И нам сказали, спустя пару недель — я ждала самую лучшую на свете девочку. Маленькую, крошечную девочку. Карина пищала от восторга, а я впервые снова чувствовала себя счастливой. Да, ненадолго, да, до первого приступа отчаянья и воспоминаний, но все же почувствовала.
В тот раз я вернулась домой и долго думала о том, что Карина сказала, и чего я сама так и не произнесла ни разу вслух. Память — это такая жестокая тварь. Такая безжалостная сволочь. Иногда кажется, что вот оно, облегчение. Вот все, отпустило, не болит почти, только ноет, а слово какое-то проронишь, мелодию услышишь, запах почувствуешь — и все по новой, и так больно, словно вчера еще все было. Словно прямо сейчас меня снова раздирает на части. И я не могу ничего контролировать. Память диктует свои условия сама, это она меня контролирует и решает, когда обрушить на меня новую волну отчаяния, мой девятый вал. Снова и снова. По замкнутому кругу.
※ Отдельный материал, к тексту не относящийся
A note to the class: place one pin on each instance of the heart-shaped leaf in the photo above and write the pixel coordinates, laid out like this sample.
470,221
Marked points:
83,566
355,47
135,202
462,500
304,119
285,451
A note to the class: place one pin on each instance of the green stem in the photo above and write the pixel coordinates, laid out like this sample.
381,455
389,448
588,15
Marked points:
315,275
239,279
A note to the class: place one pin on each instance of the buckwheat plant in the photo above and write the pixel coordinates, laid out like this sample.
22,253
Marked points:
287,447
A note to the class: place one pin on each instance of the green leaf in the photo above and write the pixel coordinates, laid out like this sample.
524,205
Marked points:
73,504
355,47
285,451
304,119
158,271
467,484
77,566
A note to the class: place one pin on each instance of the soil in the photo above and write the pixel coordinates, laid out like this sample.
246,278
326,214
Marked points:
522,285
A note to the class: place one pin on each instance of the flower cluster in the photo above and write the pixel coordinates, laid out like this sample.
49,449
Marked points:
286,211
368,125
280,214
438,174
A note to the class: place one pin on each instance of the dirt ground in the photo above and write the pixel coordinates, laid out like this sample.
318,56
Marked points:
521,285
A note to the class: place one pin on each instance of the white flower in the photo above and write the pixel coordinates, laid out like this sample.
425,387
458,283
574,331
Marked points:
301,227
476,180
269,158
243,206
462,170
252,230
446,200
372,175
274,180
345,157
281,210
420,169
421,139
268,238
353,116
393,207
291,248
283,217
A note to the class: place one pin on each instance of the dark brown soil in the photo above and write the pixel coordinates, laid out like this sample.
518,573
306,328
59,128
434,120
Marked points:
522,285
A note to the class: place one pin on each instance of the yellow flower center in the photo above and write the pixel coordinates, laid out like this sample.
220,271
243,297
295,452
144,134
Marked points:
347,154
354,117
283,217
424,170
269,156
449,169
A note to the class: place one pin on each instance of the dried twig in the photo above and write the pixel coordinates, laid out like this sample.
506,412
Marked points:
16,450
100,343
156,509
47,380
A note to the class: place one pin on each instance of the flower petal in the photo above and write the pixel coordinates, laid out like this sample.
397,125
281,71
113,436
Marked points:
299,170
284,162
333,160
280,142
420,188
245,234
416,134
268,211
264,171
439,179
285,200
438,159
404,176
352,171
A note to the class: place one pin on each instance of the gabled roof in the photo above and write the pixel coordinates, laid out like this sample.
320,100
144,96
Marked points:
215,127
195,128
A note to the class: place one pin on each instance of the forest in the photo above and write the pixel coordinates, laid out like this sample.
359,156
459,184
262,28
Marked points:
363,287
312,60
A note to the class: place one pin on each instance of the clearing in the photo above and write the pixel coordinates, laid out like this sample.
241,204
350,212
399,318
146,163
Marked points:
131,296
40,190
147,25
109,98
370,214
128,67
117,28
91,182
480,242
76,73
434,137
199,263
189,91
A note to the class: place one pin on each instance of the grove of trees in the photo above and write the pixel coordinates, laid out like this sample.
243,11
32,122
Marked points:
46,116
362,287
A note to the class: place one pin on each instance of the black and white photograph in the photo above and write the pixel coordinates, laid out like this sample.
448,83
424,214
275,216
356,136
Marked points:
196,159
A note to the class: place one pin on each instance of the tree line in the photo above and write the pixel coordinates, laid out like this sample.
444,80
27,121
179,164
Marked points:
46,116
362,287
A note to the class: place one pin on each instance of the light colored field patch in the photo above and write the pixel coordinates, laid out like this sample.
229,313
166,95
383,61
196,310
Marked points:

К тому моменту я уже созрела, чтобы говорить об этом сама с собой. Я много думала о том, что произошло за то время, как я вернулась от Бакита. Я снова стала вспоминать. День за днем, час за часом. Я впустила Максима в свою память. Сначала это было больно. Невыносимо больно, словно кто-то режет меня живьем, потом я все же справилась.
Теперь я думала о нем постоянно. Наверное, я должна возненавидеть моего палача, я должна желать ему смерти, должна мечтать о том, как он будет корчиться в агонии, но ничего этого не было. Я понимала, что больше всего меня убивает то, что он забыл обо мне. После всего, что сделал со мной, просто забыл.
И я с болезненной горечью понимала, что он никогда меня не любил. Я была его игрушкой, милой, доброй, мягкой игрушкой, его куклой. Он сам меня создал для себя, он ваял меня месяцами, чтобы насладиться своим шедевром, а когда понял, что кукла еще и живет своей жизнью, решил меня сломать.